Skip to content

Connector Overview

Ronen Botzer edited this page Jan 5, 2020 · 1 revision

Integrating Aerospike and Apache Hadoop

Aerospike Hadoop Connector is the glue that connects Aerospike with the Hadoop framework. The data from Aerospike can be pulled into Hadoop and processed using map-reduce. Further, this processed data can be written back to Aerospike. The connector provides all the functionality to connect Aerospike and Hadoop together seamlessly. When reading from Aerospike it will automatically split the Aerospike data required for map-reduce. The user does not have to know how Aerospike works. But still the user can run map-reduce jobs using data from Aerospike. The architecture is simple and includes the classes required to connect with Aerospike.

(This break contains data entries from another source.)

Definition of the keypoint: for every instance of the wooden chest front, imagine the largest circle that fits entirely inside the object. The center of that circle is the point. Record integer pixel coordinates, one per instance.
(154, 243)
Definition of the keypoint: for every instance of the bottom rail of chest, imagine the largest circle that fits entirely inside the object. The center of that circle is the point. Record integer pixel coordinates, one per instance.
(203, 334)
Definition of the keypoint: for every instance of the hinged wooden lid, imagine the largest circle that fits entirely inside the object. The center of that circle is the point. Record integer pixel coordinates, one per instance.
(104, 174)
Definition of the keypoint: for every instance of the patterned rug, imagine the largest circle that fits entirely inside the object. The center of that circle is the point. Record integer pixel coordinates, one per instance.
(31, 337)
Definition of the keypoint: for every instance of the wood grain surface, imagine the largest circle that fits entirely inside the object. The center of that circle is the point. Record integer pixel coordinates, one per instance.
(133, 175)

Map-Reduce Connector Architecture

Aerospike Hadoop Map-Reduce Connector

How does it work?

Aerospike has provided basic Java classes for writing map-reduce job. These classes include AerpspikeSplits, InputFormat, AerpospikeRecordReader, OutputFormat, AerospikeRecord and more. This Aerospike Hadoop connector provides basic functionality to pull data from Aerospike and write back to it. Using these classes, custom map-reduce jobs can be implemented. AerospikeSplits splits input data pulled from Aerospike database nodes using bin numeric range, if required. These will be submitted to the Hadoop mapper, which will map key-value pairs. Reducer can write results to Aerospike database or hdfs as required.

Features

Input splits: For map-reduce it is important to split input data into number of chunks, which would be processed by the distributed environment. This connector checks the number of Aerospike nodes and automatically creates one split per node. This way Aerospike is not over loaded while reading data.

Singleton client: It allows user to create a singleton client.

Multi-Threaded Reader: While reading from Aerospike, the connector launches as many threads as the number of nodes, creating one reader thread per node.